Wirtschaft

Abschied von den Niedrigzinsen? Draghi deutet Kurswechsel an

Will Wirtschaftskraft und Inflation mit Nullzinsen und Anleihenkäufe befeuern: EZB-Präsident Mario Draghi (Archivbild).

Will Wirtschaftskraft und Inflation mit Nullzinsen und Anleihenkäufe befeuern: EZB-Präsident Mario Draghi (Archivbild).

(Foto: AP)

Die wirtschaftliche Erholung gewinnt an Fahrt, die Deflationsrisiken schwinden: EZB-Chef Draghi kann die Signale des Aufschwungs in Europa offenbar nicht länger ignorieren. Im portugiesischen Sintra stellt er erstmals einen möglichen Kurswechsel in Aussicht.

Die entscheidenden Worte zum künftigen Kurs der Europäischen Zentralbank (EZB) fallen gegen 10.00 Uhr: Im portugiesischen Sintra tritt Zentralbankchef Mario Draghi ans Rednerpult, um vor Fachleuten die Geldpolitik der Euro-Währungshüter zu erläutern. Dabei spricht er erstmals seit Beginn der historischen Nullzinsphase von der Möglichkeit einer "graduellen Anpassung". Der Kurs des Euro zieht daraufhin steil an. An der Börse geben die Aktienkurse deutlich nach.

Bei dem Auftritt in Portugal signalisierte EZB-Präsident Draghi seine grundsätzliche Bereitschaft zur Anpassung der Geldpolitik an die anhaltende Konjunkturerholung in Europa. Zur Eröffnung des geldpolitischen Forums im portugiesischen Sintra äußerte er zudem die Einschätzung, dass die gegenwärtig inflationsbremsenden Effekte vorübergehender Natur sind.

"Wenn die Erholung anhält, dann wird eine unveränderte Geldpolitik akkommodierender, und die Zentralbank kann die Erholung begleiten, indem sie die Parameter ihrer Politikinstrumente anpasst - nicht, um die geldpolitische Ausrichtung zu straffen, sondern um sie weitgehend unverändert zu halten", sagte Draghi laut vorab verbreitetem Redetext.

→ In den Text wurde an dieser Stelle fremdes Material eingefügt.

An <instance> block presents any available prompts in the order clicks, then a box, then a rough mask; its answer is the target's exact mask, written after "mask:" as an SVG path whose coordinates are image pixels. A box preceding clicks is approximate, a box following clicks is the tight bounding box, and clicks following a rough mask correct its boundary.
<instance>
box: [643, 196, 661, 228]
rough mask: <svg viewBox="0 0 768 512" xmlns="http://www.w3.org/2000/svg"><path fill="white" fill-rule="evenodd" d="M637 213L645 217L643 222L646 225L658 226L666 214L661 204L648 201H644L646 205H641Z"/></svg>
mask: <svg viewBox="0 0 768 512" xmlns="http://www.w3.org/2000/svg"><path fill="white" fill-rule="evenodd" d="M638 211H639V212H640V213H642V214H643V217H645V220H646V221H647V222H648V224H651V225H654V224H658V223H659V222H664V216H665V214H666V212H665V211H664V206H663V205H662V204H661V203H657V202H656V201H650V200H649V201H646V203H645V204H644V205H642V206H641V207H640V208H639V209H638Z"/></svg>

An den Märkten lösten diese Aussagen deutliche Reaktionen aus: Der Euro schnellte binnen Minuten in die Höhe und stieg über die Marke bei 1,12 Dollar. An der Börse gingen die Aktienkurse dagegen auf Talfahrt. Der deutsche Leitindex Dax weitete seine Verluste aus dem frühen Handel aus und fiel unter die Kursschwelle bei 12.700 Punkten. Der Bund-Future zehnjähriger Bundestitel gab rund 70 Ticks auf 164,70 Prozent nach.

Worüber die EZB hinwegsehen kann

Der EZB-Präsident äußerte sich zudem zuversichtlich, dass früher oder später auch die Inflation auf das höhere Wachstum reagieren wird. "Es gibt zwar Faktoren, die den Inflationspfad belasten, aber gegenwärtig sind das hauptsächlich vorübergehende Faktoren, über die eine Zentralbank typischerweise hinwegsehen kann", sagte er.

Zugleich erteilte der EZB-Präsident aber einem schnellen Exit eine Absage: "Gleichwohl ist ein beträchtlicher Akkommodationsgrad der Geldpolitik weiter erforderlich, damit die Inflation dauerhaft und selbsttragend an Dynamik gewinnt. Um sicher zu gehen, dass die Inflation zu unserem Ziel zurückkehrt, muss die Geldpolitik ausdauernd sein", sagte Draghi. Anpassungen der EZB-Geldpolitik müssten graduell sein und dürften nur dann stattfinden, wenn es eine ausreichend hohe Sicherheit dafür gebe, dass die Dynamik zunehme.

Draghi hat damit nach Einschätzung von Analysten der Commerzbank weitere Signale für einen - allerdings vorsichtigen - Ausstieg aus der expansiven Geldpolitik gegeben. "Wir sehen unsere Prognose bestätigt, dass die EZB ab Anfang 2018 ihre Anleihenkäufe sehr langsam zurückfahren wird", schreibt Volkswirt Michael Schubert in einem Kommentar. Anzeichen für eine Zinserhöhung vor dem Ende der Käufe könne er unverändert nicht erkennen.